Advantages of the program were:
- Great ties to Seattle-area museums and national network
- Collections management classes and programs were incredible and the Visitor Service classes were growing
- Faculty all had real-world museum experience with connections to people in the field and dedicated to the program and students
- Lots of guest speakers and hands-on experience to boost learning
- The program is well-known and well-regarded in Seattle area with the University of Washington known as a prestigious public university overall.
- Two-year program
- It’s not track focused (meaning you choose the path you want)
- It’s is a self-sustaining program, also known as a fee-based degree. There is no out-of-state tuition rate and all tuition funds (generally referred to as course fees) go to support the Program
- Several local internship/work-study/student job opportunities. The program requires 180 hours of internship which allows for multiple internships so you can try out different museum positions at different institutions.

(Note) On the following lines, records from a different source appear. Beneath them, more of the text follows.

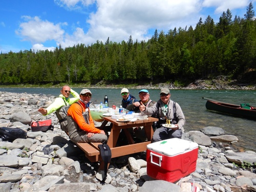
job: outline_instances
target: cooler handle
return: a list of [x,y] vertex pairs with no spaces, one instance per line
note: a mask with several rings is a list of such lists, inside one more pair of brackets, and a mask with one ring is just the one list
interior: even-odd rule
[[[158,164],[157,163],[155,163],[153,161],[153,155],[156,156],[156,157],[157,157],[159,158],[159,163]],[[154,154],[152,152],[150,152],[150,162],[152,164],[156,165],[159,166],[160,167],[161,166],[161,163],[162,162],[162,157],[163,157],[161,155]]]

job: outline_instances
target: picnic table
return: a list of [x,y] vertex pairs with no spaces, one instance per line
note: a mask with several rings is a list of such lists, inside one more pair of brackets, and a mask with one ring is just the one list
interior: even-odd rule
[[[113,124],[110,134],[108,140],[108,145],[111,150],[112,158],[120,157],[126,155],[141,152],[146,150],[147,145],[151,143],[153,135],[152,124],[153,122],[158,121],[158,119],[148,117],[147,119],[138,120],[135,121],[118,122],[111,117],[103,117],[100,129],[103,129],[106,124],[110,122]],[[127,129],[143,126],[145,130],[147,141],[136,143]],[[129,144],[123,146],[117,146],[117,142],[121,130],[123,130],[125,134]],[[98,145],[101,143],[77,143],[77,145],[84,152],[86,156],[89,160],[93,162],[100,161],[100,169],[103,169],[103,161],[100,155]]]

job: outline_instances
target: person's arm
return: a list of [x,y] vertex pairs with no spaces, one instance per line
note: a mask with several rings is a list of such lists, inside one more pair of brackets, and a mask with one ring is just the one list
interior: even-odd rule
[[60,108],[61,106],[64,105],[65,103],[63,100],[63,99],[61,97],[57,97],[54,101],[46,109],[44,110],[42,108],[40,108],[38,109],[38,112],[41,113],[43,115],[47,115],[53,112],[56,111],[56,110]]
[[[81,130],[89,133],[100,133],[100,130],[94,127],[93,120],[90,114],[90,124],[89,125],[86,122],[82,115],[82,109],[78,104],[74,103],[71,105],[68,115],[71,116]],[[91,124],[91,122],[92,124]]]
[[181,108],[177,103],[176,103],[176,116],[178,119],[179,119],[178,123],[177,124],[178,125],[178,128],[179,130],[181,130],[185,124],[185,120]]
[[77,93],[76,93],[75,91],[72,90],[71,88],[70,88],[70,91],[71,92],[70,93],[71,94],[71,95],[73,95],[74,98],[71,98],[69,99],[69,104],[71,104],[74,103],[74,102],[76,102],[80,98],[79,95]]

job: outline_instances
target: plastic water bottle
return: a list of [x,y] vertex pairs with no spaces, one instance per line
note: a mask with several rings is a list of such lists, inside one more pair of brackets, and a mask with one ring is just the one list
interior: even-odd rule
[[119,113],[123,113],[123,107],[122,105],[120,105]]
[[106,95],[105,95],[105,97],[104,97],[104,103],[105,103],[106,101],[108,103],[109,103],[109,98],[108,98],[108,96]]

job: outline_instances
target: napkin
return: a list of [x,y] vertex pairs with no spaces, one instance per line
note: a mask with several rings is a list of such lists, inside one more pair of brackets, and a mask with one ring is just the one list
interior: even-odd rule
[[129,121],[131,121],[131,122],[134,122],[136,120],[137,120],[137,118],[135,117],[135,118],[133,118],[132,119],[131,119]]

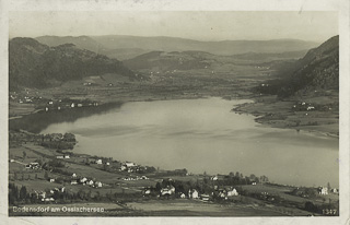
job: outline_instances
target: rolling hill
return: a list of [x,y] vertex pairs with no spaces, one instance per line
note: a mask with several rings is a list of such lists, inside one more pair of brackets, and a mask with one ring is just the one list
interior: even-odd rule
[[33,38],[13,38],[9,43],[10,90],[57,86],[62,82],[112,73],[137,79],[122,62],[97,55],[73,44],[56,47]]
[[245,52],[284,52],[311,49],[317,43],[298,39],[199,42],[178,37],[138,37],[124,35],[93,36],[109,49],[142,48],[155,51],[207,51],[230,56]]
[[334,36],[317,48],[278,71],[282,79],[271,81],[270,86],[259,87],[262,93],[290,96],[296,92],[339,90],[339,36]]
[[219,56],[231,56],[247,52],[282,54],[287,51],[302,51],[318,45],[314,42],[299,39],[200,42],[178,37],[126,35],[40,36],[36,39],[50,47],[71,43],[79,48],[106,55],[109,58],[118,60],[131,59],[149,51],[206,51]]

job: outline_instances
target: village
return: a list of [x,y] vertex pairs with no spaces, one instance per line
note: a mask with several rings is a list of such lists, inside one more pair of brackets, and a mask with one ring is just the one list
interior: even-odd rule
[[163,170],[136,162],[74,154],[62,143],[73,146],[74,135],[10,132],[10,205],[104,202],[140,213],[138,206],[130,205],[189,201],[208,208],[252,208],[254,212],[262,206],[264,212],[283,215],[338,215],[339,189],[329,183],[318,188],[291,187],[271,183],[266,176],[241,173],[195,175],[187,169]]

- Offers a Museum Evaluation specialization and saved spots in the Non-Profit as well as a Certificate program in the business school
The disadvantages they found were:
- The program is not part of a university department (part of the interdisciplinary school) so logistics can be weird and feel disconnected from the rest of the university. The program has connections to on-campus museums, but at times it’s clear that they are separate entities
- No student area or lounge
- There may be too many people in each cohort
- Scholarships were few and far between and given randomly
- Opportunities for work study were also few
- The number of museums is also a disadvantage because students have a lot of competition for jobs and internships in the immediate area. Students may be better off temporarily relocating to Seattle for the program and looking elsewhere for work after you get your degree.
The overall rating of the program as it was when these alumni attended is a 9.13/10.00
All of the respondents do not work near the University of Washington of the respondents work in a history museum, 1 in a natural history museum, and 1 in a cultural center
Four of the respondents work in a history museum, one in a natural history museum, one in a cultural center, and two work outside of the museum field.
Four of the respondents have duties that include education, three of the respondents have duties in their job that includes collections management, two respondents hold jobs with duties that include evaluation, exhibitions, and/or visitor services/membership. One of the respondents have duties in their job that includes curatorial, registration, administration, and/or archival/library.
Some current job titles are:
- Evaluation and Audience Development Coordinator
- Museum Technician
- Assessment and Research Analyst
- Museum Education Specialist
Some dream jobs are:
- Manager of Audience Research and Development
- Museum Director
- Collections Manager
- Director of Education
Based on these responses and a brief look around the website, I’d say this program looks promising. The way they approach the generalist program is something that stands out and though 60 credits is a lot, it means students have a thorough, well-rounded museum studies education.
I was able to follow up with the program to ask some questions about the disadvantages. The Director and Student Experience Coordinator were helpful and sent me some more information that is not available on the website. According to the Student Packet, the program usually receives 110-145 applications a year and accepts 30-35 students.